Ellis Patents has repaid the furlough funds it has used since the Government’s Coronavirus Job Retention Scheme was announced by Chancellor, Rishi Sunak in March 2020.

The cable cleat manufacturer, whose products are in demand around the world, utilised the scheme between March and September 2020 in order to protect its workforce from the consequences of fluctuating demand caused by the pandemic, but decided in a board meeting in December to repay in full the £130,000 claimed.

Richard Shaw, chairman of Ellis Patents, says: “This Pandemic has created an unprecedented period of uncertainty for business, but the message from  Government has been clear – they wanted to protect people, save lives and protect as much of the economy as possible to prevent a post-COVID catastrophe.”

“We followed Government guidance and did not close. We used the furlough scheme as intended, to protect our workforce through the leanest period. At the peak we furloughed 44 per cent of our employees.”

Remarkably, Ellis Patents has come through 2020 in better shape than could possibly have been conceived in March, but there have been sacrifices all round.  There was no annual pay review for employees, no returns have been delivered to shareholders and cash has been conserved by reducing capital expenditure to essential items only.

“In December we looked at the improving picture and paid a one off COVID-19 bonus to our employees with a promise of a pay review in March,” continues Richard.

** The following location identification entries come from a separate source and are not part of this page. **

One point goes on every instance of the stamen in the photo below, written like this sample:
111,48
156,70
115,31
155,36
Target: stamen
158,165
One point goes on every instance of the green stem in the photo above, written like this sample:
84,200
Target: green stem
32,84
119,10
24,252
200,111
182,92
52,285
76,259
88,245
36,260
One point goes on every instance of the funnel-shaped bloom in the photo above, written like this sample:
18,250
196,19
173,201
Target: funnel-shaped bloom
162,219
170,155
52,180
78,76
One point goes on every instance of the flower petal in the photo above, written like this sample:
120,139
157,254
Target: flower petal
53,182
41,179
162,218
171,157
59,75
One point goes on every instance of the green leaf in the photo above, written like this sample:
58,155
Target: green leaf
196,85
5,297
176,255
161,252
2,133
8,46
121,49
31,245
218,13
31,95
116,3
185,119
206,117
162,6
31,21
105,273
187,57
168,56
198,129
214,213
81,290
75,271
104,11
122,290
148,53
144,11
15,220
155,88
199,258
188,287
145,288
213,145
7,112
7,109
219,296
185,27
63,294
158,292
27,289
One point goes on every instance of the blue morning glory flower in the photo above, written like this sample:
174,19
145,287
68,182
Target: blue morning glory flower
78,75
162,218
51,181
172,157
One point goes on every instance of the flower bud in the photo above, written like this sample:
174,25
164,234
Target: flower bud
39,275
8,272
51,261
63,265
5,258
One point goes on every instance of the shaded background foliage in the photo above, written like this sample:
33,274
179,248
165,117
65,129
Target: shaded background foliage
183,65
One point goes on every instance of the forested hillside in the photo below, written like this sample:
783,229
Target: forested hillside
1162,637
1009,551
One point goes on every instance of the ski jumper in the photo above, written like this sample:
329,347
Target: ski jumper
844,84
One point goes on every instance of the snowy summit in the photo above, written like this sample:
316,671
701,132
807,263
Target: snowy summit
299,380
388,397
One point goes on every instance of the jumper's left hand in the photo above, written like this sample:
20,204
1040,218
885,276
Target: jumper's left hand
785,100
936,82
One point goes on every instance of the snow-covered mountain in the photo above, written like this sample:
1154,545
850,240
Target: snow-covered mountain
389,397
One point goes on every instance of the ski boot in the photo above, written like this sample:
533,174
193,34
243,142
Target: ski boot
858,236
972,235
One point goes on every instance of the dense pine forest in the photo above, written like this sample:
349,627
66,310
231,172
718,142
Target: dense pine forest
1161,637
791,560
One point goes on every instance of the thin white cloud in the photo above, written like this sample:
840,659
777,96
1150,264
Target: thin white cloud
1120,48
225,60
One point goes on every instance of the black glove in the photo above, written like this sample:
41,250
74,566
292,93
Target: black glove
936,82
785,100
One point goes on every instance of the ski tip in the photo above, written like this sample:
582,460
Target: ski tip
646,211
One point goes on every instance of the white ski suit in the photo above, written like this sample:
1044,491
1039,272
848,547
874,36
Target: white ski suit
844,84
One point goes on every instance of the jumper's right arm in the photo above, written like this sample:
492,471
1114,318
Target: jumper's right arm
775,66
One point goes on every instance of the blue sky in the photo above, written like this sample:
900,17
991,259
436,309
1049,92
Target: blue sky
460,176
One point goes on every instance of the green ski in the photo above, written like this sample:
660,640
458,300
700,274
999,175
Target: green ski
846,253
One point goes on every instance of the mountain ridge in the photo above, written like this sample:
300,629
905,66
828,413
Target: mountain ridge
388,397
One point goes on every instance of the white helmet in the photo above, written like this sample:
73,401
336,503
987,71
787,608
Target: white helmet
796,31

“While we also knew that we should consider our shareholders, whose continued support has been unstinting, we noted the impact of the furlough scheme in artificially inflating our bottom line. It was the unanimous decision of the Board that the Company had a social obligation to return this money to the Government before paying any dividend.”

Already this year Ellis Patents has announced a big order for its Cable Guide Clamps to be installed in the Sotra Connection – an infrastructure project in Norway that has been described as the biggest in a generation. This news came hot on the heels of a series of significant orders from Latin America during 2020.